Y, por si fuera poco, descubren que Mendel es un judío, de Galitzia, un inmigrante ruso que huyó de su país para no realizar el servicio militar. Y que a pesar de llevar muchos años en Austria nunca ha obtenido la nacionalidad austriaca. No tiene papeles, no tiene documentación, solo cuenta con un viejo carné de vendedor ambulante. Nunca había caído en la cuenta de que eso era necesario en el mundo real, porque en su mundo, el de los libros, nunca nadie le ha pedido ningún carné.
Pero es 1915 y Mendel es enviado a un campo de concentración acusado de colaborar con los enemigos del Imperio austrohúngaro. Una acusación injusta, triste, dura, cruel, irracional, inhumana. Una acusación, un destino, una vida que nos encoge el corazón, que nos atenaza el alma.
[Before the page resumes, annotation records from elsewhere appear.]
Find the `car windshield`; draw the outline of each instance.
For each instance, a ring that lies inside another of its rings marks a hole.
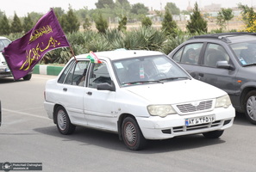
[[[113,65],[121,86],[190,79],[183,69],[165,55],[115,60]]]
[[[230,46],[243,66],[256,64],[256,41],[235,43]]]
[[[0,52],[3,52],[3,48],[6,47],[10,41],[8,39],[0,39]]]

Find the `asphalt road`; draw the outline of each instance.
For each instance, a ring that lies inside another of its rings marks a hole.
[[[78,127],[72,135],[61,135],[43,108],[45,83],[53,77],[0,79],[0,163],[42,163],[42,171],[49,172],[256,170],[256,126],[242,114],[221,138],[192,135],[150,141],[140,151],[128,150],[113,133]]]

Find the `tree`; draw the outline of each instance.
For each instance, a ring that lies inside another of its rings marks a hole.
[[[113,0],[98,0],[97,3],[95,3],[95,5],[97,9],[104,9],[106,5],[113,9],[115,3]]]
[[[228,30],[228,21],[230,21],[233,17],[234,14],[232,9],[222,8],[222,10],[218,12],[217,24],[222,28],[224,28],[227,25]]]
[[[79,22],[71,6],[67,14],[60,17],[60,25],[66,33],[78,32],[79,30]]]
[[[4,14],[3,18],[0,21],[0,34],[9,35],[10,33],[10,27],[9,21]]]
[[[15,13],[13,22],[10,26],[11,33],[21,33],[22,32],[22,25],[20,18],[17,16],[16,13]]]
[[[167,35],[175,34],[175,29],[178,28],[178,25],[175,21],[172,20],[172,15],[169,10],[166,10],[165,13],[164,20],[162,22],[162,30]]]
[[[251,28],[253,25],[253,22],[256,20],[256,13],[253,7],[249,8],[247,5],[238,4],[238,8],[241,9],[242,20],[247,28]]]
[[[65,14],[65,11],[63,9],[61,9],[61,7],[54,7],[53,9],[58,19],[60,18]]]
[[[4,16],[4,12],[0,9],[0,19]]]
[[[179,15],[180,9],[176,6],[174,3],[167,3],[165,7],[165,11],[169,10],[172,15]]]
[[[23,30],[25,33],[28,32],[33,28],[33,22],[31,20],[31,17],[29,14],[28,14],[28,16],[24,17],[24,22],[23,22]]]
[[[152,21],[148,16],[145,16],[141,21],[142,27],[149,28],[152,25]]]
[[[143,3],[135,3],[132,5],[131,12],[135,15],[147,15],[148,13],[148,8]]]
[[[186,25],[186,28],[190,31],[190,33],[207,33],[207,21],[205,21],[201,15],[197,3],[196,3],[193,13],[190,15],[190,21],[189,21]]]
[[[118,23],[119,23],[119,25],[118,25],[117,29],[119,31],[126,30],[127,17],[126,16],[122,17],[121,21],[119,21]]]
[[[83,24],[83,28],[85,31],[91,30],[91,22],[90,22],[89,18],[86,17],[84,20],[84,23]]]
[[[106,30],[109,28],[109,23],[106,19],[103,17],[103,15],[100,13],[97,19],[95,21],[96,28],[100,33],[106,33]]]

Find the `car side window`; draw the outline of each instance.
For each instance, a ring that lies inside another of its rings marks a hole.
[[[218,44],[209,43],[205,49],[203,64],[209,67],[216,67],[218,61],[229,62],[229,56],[223,46]]]
[[[83,60],[70,64],[60,76],[58,83],[63,83],[64,81],[66,84],[84,86],[89,63],[89,60]]]
[[[89,87],[97,89],[97,84],[103,83],[111,84],[110,75],[105,62],[93,64],[89,77]]]
[[[197,64],[203,45],[203,43],[185,45],[173,56],[174,61],[184,64]]]
[[[74,65],[74,60],[69,63],[68,66],[66,67],[65,71],[62,72],[61,76],[59,77],[58,83],[63,83],[64,80],[66,79],[70,69]]]

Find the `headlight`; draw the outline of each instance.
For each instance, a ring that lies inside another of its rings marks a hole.
[[[228,108],[231,105],[230,98],[228,95],[216,98],[215,108]]]
[[[152,116],[165,117],[171,114],[176,114],[171,105],[149,105],[147,111]]]

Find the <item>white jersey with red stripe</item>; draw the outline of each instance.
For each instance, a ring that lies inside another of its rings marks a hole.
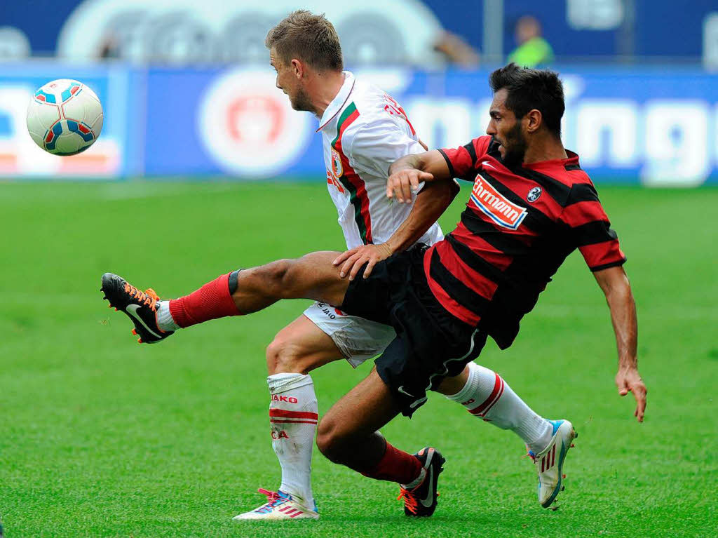
[[[386,198],[389,165],[424,149],[393,98],[349,71],[344,74],[344,84],[317,130],[322,131],[329,193],[347,248],[353,249],[384,243],[406,220],[412,205]],[[432,245],[442,238],[435,223],[419,242]]]

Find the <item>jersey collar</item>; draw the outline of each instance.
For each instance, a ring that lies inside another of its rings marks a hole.
[[[354,89],[354,83],[355,82],[356,79],[351,72],[344,72],[344,83],[340,88],[339,93],[335,96],[332,102],[329,103],[329,106],[324,111],[322,119],[319,122],[319,127],[314,132],[318,133],[326,127],[327,124],[334,119],[335,116],[339,113],[339,111],[344,108],[344,105],[349,100],[349,96],[351,95],[352,90]]]

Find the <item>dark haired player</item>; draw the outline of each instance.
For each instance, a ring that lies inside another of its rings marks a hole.
[[[393,325],[396,338],[369,376],[324,416],[317,444],[332,461],[366,476],[400,484],[416,477],[421,493],[404,487],[402,495],[421,502],[427,515],[436,506],[440,463],[417,465],[416,457],[392,447],[378,429],[400,412],[411,416],[426,401],[427,390],[444,386],[445,391],[447,382],[461,397],[457,401],[478,416],[483,412],[476,402],[484,402],[482,407],[501,399],[505,386],[498,376],[489,399],[475,397],[485,390],[485,380],[465,366],[488,337],[502,348],[510,345],[521,317],[577,248],[610,310],[619,394],[633,392],[639,422],[645,409],[635,306],[622,268],[625,257],[578,156],[561,142],[561,82],[550,71],[513,64],[492,73],[490,82],[490,136],[457,149],[408,155],[390,169],[387,195],[399,202],[411,203],[420,182],[454,177],[473,181],[462,221],[444,241],[394,254],[375,265],[370,275],[352,280],[340,276],[333,252],[235,271],[196,292],[202,300],[192,302],[188,312],[200,323],[304,297]],[[131,308],[145,328],[162,333],[152,297],[111,274],[103,277],[103,289],[111,303],[123,311]],[[551,442],[531,454],[544,506],[560,491],[561,467],[574,436],[568,421],[552,425]],[[423,455],[428,460],[431,455]]]

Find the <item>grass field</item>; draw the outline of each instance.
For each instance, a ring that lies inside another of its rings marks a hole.
[[[716,521],[718,190],[600,189],[628,256],[645,422],[613,385],[608,310],[564,264],[514,345],[487,345],[538,412],[579,432],[556,511],[513,434],[434,394],[383,430],[446,456],[435,516],[315,450],[317,522],[237,524],[275,488],[264,348],[306,302],[138,345],[98,291],[106,271],[176,296],[240,266],[340,249],[320,184],[0,184],[0,519],[30,537],[708,537]],[[465,191],[460,198],[465,198]],[[442,218],[445,231],[460,203]],[[714,215],[711,217],[710,215]],[[320,414],[362,379],[314,372]]]

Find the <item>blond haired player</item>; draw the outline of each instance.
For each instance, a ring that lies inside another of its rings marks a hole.
[[[387,199],[389,166],[400,157],[423,153],[425,148],[394,99],[342,70],[341,47],[332,24],[323,16],[295,11],[269,32],[266,45],[276,70],[277,87],[295,109],[319,119],[327,187],[348,249],[333,258],[341,266],[340,274],[353,279],[367,264],[366,277],[375,264],[393,253],[416,243],[430,245],[441,240],[435,222],[457,187],[454,182],[432,182],[418,186],[413,203]],[[113,305],[132,319],[141,340],[152,343],[180,328],[238,315],[232,298],[238,279],[241,279],[238,274],[235,271],[223,275],[171,301],[158,301],[111,274],[103,277],[103,289]],[[404,274],[396,277],[397,286],[406,279]],[[281,484],[277,491],[260,490],[267,501],[236,519],[319,517],[310,479],[318,408],[308,372],[342,358],[356,366],[382,353],[396,338],[388,325],[348,315],[325,302],[315,302],[276,335],[266,351],[267,382],[272,446],[281,466]],[[498,374],[474,363],[456,377],[447,377],[437,389],[474,416],[513,431],[533,453],[548,453],[556,443],[568,446],[568,437],[572,438],[570,422],[541,417]],[[560,424],[564,425],[559,430]],[[407,515],[431,515],[437,506],[442,455],[432,447],[408,454],[381,436],[372,442],[383,455],[379,462],[358,463],[365,466],[362,472],[401,484]],[[374,452],[368,454],[373,458]],[[562,464],[560,458],[550,468],[538,470],[538,498],[544,506],[558,492]]]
Porque no conocemos a Mendel, nunca lo hemos visto, solo lo conocemos por recuerdos, por anécdotas, por una historia que nos cuentan, pero nos la cuentan tan bien que Mendel es un amigo, un viejo amigo al que nos habría gustado conocer y, sobre todo, ayudar.
Lo mismo le ocurre a la señora Sporschil, la encargada de limpiar los baños del café Gluck, pero también de limpiarle el abrigo y coserle los botones al señor Mendel. Un hombre con el que no tiene nada en común. Ella no ha leído un libro en su vida, pero él es tan respetuoso, tan tímido, tan callado, tan culto, tan bueno, tan educado, que es imposible no admirarle y quererle. A pesar del tiempo, de la distancia, de la muerte.
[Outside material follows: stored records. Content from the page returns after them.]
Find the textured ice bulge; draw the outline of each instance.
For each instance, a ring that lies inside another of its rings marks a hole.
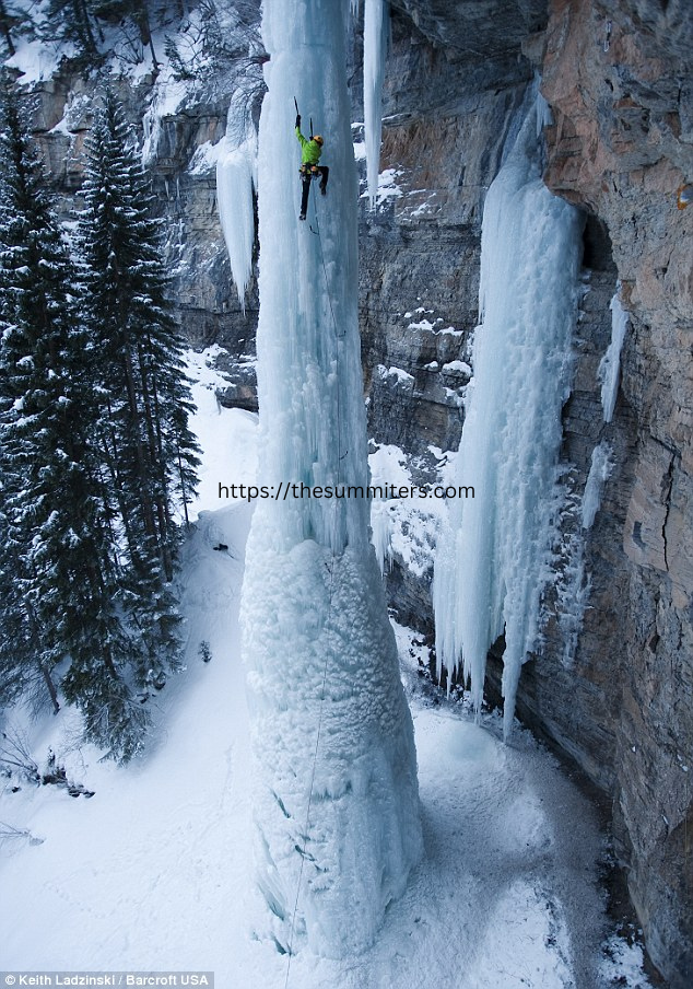
[[[259,130],[259,500],[242,595],[267,934],[341,956],[372,943],[422,851],[411,717],[365,497],[357,178],[348,0],[266,0]],[[318,63],[319,72],[306,72]],[[298,220],[294,95],[325,136],[326,197]],[[294,497],[286,484],[316,489]]]
[[[383,137],[381,96],[388,25],[389,3],[386,0],[366,0],[363,25],[363,112],[371,209],[375,209],[378,195]]]
[[[246,117],[245,95],[236,94],[228,107],[226,133],[216,160],[216,203],[231,261],[231,274],[245,312],[245,296],[252,274],[257,135]]]
[[[549,577],[561,409],[569,394],[582,222],[541,181],[537,107],[491,185],[481,241],[481,325],[456,462],[473,500],[450,504],[434,577],[438,663],[471,677],[505,630],[504,731],[536,644]]]
[[[601,382],[601,405],[604,410],[604,422],[611,422],[613,409],[619,394],[619,371],[621,370],[621,348],[629,325],[629,314],[621,305],[619,291],[611,300],[611,342],[599,364],[598,376]]]

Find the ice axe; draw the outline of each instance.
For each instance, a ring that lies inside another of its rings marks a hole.
[[[298,110],[298,101],[294,96],[294,106],[296,107],[296,116],[299,117],[301,113]],[[313,140],[313,117],[310,117],[310,140]]]

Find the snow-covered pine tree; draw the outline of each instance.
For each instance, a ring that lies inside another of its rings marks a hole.
[[[161,686],[178,652],[179,618],[167,584],[179,538],[176,509],[197,481],[192,405],[165,295],[153,197],[110,92],[85,149],[79,241],[89,347],[98,354],[99,443],[120,536],[124,604],[146,645],[139,679]]]
[[[148,715],[133,696],[137,639],[117,606],[114,540],[93,441],[97,405],[75,271],[45,193],[40,161],[16,96],[5,91],[0,136],[0,472],[8,627],[17,662],[51,689],[67,658],[68,700],[86,735],[129,758]],[[30,674],[24,671],[26,682]]]

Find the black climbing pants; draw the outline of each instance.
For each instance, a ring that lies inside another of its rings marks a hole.
[[[327,165],[318,165],[317,170],[318,170],[318,174],[320,176],[320,191],[325,193],[325,190],[327,189],[327,179],[329,178],[330,170],[327,167]],[[305,214],[308,210],[308,196],[310,195],[310,183],[313,182],[313,174],[314,173],[309,172],[308,174],[305,174],[302,176],[302,183],[303,183],[303,194],[301,196],[301,216],[302,217],[305,217]]]

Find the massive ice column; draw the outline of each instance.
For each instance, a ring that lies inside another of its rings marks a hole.
[[[451,505],[434,579],[438,662],[454,670],[461,656],[477,709],[486,653],[505,631],[506,736],[550,577],[582,257],[579,212],[541,181],[540,114],[535,103],[484,205],[481,325],[456,467],[475,497]]]
[[[257,352],[270,498],[256,507],[242,601],[268,922],[281,950],[307,940],[330,956],[373,941],[422,848],[412,723],[368,502],[355,490],[365,491],[367,461],[348,8],[263,5]],[[305,222],[294,96],[330,168]]]

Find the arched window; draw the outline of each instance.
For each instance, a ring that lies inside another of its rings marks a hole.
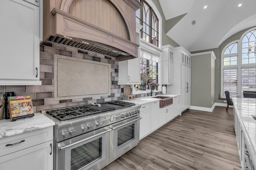
[[[248,50],[250,46],[252,48]],[[222,97],[225,91],[231,96],[242,96],[244,91],[256,91],[256,29],[244,34],[222,53]]]
[[[156,46],[158,46],[158,19],[152,8],[144,0],[143,5],[136,12],[136,21],[143,26],[141,38]]]

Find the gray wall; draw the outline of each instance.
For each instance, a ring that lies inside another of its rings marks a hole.
[[[159,3],[158,0],[152,0],[152,2],[153,2],[154,3],[155,5],[156,6],[156,8],[159,12],[159,13],[160,13],[162,20],[162,45],[165,45],[169,44],[174,47],[180,46],[180,45],[179,45],[172,39],[166,35],[166,34],[167,32],[166,32],[166,30],[167,29],[167,31],[169,31],[171,28],[171,27],[172,27],[175,25],[175,24],[178,22],[182,18],[184,15],[182,15],[181,16],[178,16],[175,18],[169,20],[168,20],[168,21],[167,22],[166,20],[165,20],[164,15],[163,11],[162,10],[162,8],[161,8],[161,6],[160,5],[160,4]],[[171,24],[170,24],[170,23],[175,23],[175,24],[172,25],[172,26],[170,27],[170,26]],[[168,29],[166,29],[166,28],[167,27],[168,28]]]
[[[214,102],[215,62],[211,56],[191,57],[192,106],[211,108]]]

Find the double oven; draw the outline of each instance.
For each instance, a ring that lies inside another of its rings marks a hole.
[[[120,107],[115,106],[116,103],[102,103],[92,107],[101,109],[99,113],[90,112],[62,121],[56,120],[55,169],[101,169],[136,146],[139,142],[140,106],[125,103],[128,105]],[[114,109],[110,109],[109,107]],[[68,109],[75,110],[74,107]],[[54,120],[50,112],[56,110],[42,113]],[[79,111],[82,112],[81,109]],[[57,111],[58,115],[60,112]]]

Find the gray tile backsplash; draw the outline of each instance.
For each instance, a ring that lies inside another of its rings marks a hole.
[[[111,64],[111,95],[94,98],[54,100],[54,54]],[[36,112],[41,110],[123,100],[124,94],[121,92],[121,88],[124,86],[117,84],[118,63],[116,59],[57,44],[44,43],[40,45],[40,75],[42,86],[0,86],[0,92],[14,92],[17,96],[30,96],[33,108]],[[138,95],[136,97],[147,95],[148,94]]]

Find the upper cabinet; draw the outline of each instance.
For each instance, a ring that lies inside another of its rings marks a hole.
[[[41,85],[39,2],[6,0],[0,6],[0,85]],[[3,64],[4,63],[4,64]]]
[[[189,67],[191,65],[191,57],[189,54],[184,51],[181,51],[181,63]]]
[[[140,58],[118,63],[118,84],[140,84]]]
[[[170,45],[162,47],[162,84],[173,84],[174,83],[173,47]]]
A pesar de que Mendel ya no es el mismo desde su vuelta del campo de concentración. Le han quitado las ganas de vivir, de estudiar, de saber, de leer. Le han quitado la vida. Su mundo, su vida. Se lo han arrebatado todo. Le han condenado en vida. Y su hogar, el café Gluck, tampoco es el mismo. Todo ha cambiado, su mundo se ha desmoronado. Ya no tiene un hogar, un refugio.
Pero hay cosas que nunca cambian. Como el respeto y el apoyo del dueño del café y de la señora Sporschil. La nostalgia. El recuerdo. El cariño. Como el amor, la pasión por los libros, por la literatura, por la letra impresa. Porque hay cosas que ni las guerras, ni las injusticias, ni siquiera las peores pesadillas, los peores infiernos pueden borrar. Y eso lo sabemos muy bien todos los que conocemos a Mendel el de los libros.